Ratandeep Ratti created HIVE-17394:
--------------------------------------
Summary: AvroSerde is regenerating TypeInfo objects for each
nullable Avro field in a row
Key: HIVE-17394
URL: https://issues.apache.org/jira/browse/HIVE-17394
Project: Hive
Issue Type: Bug
Affects Versions: 1.1.0
Reporter: Ratandeep Ratti
The following methods in {{AvroDeserializer}} keep regenerating TypeInfo
objects for every nullable field in a row.
This is happening in the following methods.
{code}
private Object deserializeNullableUnion(Object datum, Schema fileSchema, Schema
recordSchema) throws AvroSerdeException {
// elided
line 312: return worker(datum, fileSchema, newRecordSchema,
SchemaToTypeInfo.generateTypeInfo(newRecordSchema, null));
}
..
private Object deserializeSingleItemNullableUnion(Object datum, Schema Schema
recordSchema)
// elided
line 357: return worker(datum, currentFileSchema, schema,
SchemaToTypeInfo.generateTypeInfo(schema, null));
{code}
This is really bad in terms of performance. I'm not sure why didn't we use the
TypeInfo we already have instead of generating again for each nullable field.

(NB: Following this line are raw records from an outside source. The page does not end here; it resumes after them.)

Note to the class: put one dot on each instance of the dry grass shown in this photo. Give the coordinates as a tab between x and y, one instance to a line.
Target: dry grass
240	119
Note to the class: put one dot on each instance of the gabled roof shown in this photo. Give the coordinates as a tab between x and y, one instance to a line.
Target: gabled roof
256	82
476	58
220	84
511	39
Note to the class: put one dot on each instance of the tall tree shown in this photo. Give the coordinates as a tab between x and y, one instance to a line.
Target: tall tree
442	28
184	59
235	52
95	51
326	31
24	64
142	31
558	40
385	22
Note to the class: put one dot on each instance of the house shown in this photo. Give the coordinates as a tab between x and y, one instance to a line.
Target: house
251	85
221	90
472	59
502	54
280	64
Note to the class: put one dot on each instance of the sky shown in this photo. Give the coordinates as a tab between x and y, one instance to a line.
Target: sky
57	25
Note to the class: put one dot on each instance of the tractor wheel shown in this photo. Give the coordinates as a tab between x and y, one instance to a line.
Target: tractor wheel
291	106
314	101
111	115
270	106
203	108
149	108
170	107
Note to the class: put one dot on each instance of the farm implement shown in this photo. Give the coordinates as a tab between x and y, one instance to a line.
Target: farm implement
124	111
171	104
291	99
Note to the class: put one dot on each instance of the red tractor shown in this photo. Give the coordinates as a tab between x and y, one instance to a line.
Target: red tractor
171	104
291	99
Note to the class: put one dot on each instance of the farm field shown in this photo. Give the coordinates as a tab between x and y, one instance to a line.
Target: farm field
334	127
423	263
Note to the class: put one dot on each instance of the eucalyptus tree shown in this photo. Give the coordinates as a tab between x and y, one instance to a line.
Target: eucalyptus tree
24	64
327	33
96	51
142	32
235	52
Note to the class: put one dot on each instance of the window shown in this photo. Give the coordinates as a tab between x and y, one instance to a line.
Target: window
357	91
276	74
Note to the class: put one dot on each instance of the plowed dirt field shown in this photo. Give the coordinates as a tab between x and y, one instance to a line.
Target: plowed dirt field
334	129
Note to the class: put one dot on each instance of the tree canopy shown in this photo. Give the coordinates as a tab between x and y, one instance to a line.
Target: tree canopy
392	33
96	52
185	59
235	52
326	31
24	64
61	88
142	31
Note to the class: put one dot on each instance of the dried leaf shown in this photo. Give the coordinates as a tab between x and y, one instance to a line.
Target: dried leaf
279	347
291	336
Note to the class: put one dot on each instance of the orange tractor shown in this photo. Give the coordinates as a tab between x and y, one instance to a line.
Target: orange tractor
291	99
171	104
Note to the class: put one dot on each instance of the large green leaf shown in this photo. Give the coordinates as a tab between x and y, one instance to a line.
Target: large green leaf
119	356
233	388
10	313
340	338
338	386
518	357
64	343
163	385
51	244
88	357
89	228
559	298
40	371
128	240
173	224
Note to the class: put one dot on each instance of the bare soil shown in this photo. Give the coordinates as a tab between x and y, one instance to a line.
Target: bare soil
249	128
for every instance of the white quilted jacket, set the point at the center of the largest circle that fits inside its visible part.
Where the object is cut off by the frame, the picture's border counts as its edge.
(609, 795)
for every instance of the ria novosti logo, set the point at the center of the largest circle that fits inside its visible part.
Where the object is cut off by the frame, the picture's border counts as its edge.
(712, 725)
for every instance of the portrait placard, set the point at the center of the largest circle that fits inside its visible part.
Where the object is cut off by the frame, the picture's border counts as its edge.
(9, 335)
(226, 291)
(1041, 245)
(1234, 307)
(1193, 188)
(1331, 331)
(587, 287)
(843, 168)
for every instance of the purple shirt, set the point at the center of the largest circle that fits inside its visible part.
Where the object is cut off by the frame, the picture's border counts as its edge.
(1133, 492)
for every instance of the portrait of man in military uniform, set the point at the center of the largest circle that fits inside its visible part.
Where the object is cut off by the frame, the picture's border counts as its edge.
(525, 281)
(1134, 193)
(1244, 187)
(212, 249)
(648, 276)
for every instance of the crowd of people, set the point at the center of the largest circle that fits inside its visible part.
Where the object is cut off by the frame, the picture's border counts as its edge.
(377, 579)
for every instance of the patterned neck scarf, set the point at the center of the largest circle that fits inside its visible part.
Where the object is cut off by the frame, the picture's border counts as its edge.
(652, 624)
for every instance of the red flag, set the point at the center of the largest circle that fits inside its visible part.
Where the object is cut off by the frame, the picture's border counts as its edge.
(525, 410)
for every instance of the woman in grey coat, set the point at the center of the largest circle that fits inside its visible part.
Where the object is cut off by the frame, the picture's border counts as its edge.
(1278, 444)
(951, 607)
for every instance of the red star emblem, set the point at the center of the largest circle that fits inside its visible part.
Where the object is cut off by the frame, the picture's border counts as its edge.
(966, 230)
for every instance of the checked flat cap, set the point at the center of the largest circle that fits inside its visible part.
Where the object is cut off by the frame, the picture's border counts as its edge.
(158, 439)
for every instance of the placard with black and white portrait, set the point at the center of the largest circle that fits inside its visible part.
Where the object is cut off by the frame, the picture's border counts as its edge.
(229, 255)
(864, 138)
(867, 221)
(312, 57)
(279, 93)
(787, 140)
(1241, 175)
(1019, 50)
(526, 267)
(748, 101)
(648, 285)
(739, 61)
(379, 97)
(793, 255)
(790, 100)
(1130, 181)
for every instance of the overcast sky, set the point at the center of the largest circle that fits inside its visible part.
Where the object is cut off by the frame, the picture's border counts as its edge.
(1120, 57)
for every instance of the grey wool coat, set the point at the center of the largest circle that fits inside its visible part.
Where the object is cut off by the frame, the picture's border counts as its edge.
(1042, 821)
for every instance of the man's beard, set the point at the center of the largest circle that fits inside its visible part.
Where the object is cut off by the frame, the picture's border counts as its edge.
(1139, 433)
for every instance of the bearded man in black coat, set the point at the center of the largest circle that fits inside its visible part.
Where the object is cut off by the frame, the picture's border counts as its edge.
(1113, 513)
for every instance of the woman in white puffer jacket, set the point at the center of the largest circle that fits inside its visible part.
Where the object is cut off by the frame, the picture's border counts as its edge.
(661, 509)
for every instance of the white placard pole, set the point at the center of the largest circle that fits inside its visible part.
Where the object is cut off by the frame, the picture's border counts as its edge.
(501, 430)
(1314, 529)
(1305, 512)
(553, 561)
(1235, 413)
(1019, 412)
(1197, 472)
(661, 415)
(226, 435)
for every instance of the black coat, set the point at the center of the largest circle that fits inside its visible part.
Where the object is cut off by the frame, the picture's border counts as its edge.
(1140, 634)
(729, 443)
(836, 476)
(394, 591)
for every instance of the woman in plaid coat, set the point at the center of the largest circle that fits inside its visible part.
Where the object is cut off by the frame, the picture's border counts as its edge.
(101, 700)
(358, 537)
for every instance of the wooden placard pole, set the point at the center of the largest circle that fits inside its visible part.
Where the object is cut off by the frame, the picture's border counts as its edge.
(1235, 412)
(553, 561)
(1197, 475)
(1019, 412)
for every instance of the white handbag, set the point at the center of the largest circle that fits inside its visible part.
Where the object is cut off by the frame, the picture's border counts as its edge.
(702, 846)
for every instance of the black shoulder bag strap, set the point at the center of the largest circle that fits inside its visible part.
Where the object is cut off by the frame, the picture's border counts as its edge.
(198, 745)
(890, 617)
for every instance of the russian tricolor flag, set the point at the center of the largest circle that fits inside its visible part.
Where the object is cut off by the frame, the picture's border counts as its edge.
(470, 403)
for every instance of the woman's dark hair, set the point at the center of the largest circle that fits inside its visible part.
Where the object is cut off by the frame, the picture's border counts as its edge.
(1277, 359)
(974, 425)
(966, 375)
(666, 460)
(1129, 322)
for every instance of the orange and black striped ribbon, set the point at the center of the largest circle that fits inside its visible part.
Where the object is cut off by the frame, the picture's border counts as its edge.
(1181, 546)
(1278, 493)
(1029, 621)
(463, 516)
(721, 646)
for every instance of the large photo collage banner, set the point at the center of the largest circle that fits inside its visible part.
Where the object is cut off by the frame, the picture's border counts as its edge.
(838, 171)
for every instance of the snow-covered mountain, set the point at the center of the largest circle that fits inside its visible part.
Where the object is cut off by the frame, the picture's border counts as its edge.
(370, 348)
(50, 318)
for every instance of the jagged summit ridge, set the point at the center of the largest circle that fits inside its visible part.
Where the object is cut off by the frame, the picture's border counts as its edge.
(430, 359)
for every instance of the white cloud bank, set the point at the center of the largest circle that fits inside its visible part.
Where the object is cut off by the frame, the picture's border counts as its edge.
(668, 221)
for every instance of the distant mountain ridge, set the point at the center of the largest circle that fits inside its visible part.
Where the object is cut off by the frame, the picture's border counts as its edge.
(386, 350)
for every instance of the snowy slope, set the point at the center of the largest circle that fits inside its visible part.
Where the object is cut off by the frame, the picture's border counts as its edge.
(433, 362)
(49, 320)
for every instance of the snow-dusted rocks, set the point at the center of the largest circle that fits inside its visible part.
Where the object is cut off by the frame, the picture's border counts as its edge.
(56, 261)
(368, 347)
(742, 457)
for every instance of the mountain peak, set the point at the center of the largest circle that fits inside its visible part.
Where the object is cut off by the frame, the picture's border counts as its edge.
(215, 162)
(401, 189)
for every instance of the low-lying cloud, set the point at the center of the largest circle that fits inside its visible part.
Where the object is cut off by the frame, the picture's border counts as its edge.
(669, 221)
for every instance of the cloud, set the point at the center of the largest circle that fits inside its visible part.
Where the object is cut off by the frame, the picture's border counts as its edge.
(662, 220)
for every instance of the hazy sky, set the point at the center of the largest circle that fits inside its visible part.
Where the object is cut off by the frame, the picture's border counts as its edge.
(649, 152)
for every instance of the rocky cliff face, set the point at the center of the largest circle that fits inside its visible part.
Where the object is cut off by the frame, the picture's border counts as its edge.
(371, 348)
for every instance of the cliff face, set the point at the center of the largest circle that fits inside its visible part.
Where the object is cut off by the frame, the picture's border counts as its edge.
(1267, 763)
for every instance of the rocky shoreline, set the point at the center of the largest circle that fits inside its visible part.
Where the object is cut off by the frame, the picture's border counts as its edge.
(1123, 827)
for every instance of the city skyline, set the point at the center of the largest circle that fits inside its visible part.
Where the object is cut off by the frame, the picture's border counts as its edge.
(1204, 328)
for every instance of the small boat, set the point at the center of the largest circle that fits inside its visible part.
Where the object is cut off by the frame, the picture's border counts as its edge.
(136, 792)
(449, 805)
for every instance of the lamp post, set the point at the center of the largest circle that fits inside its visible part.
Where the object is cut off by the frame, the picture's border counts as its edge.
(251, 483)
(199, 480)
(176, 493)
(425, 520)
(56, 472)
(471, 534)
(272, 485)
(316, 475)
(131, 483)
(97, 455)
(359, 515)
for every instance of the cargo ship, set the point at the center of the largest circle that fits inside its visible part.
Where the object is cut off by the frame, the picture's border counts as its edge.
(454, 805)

If you look at the {{worker}} method which calls the method
{{deserializeNullableUnion}} the typeInfo corresponding to the nullable field
column is already determined. Not sure why we have to determine that
information again.
More the cache in SchmaToTypeInfo does not help in nullable Avro records case
as checking if an Avro record schema object already exists in the cache
requires traversing the all the fields in the record schema.
I've attached profiling snapshot which shows maximum time is being spent in the
cache.
One way of fixing this IMO is to make use of the column TypeInfo which is
already passed in the worker method.
--
This message was sent by Atlassian JIRA
(v6.4.14#64029)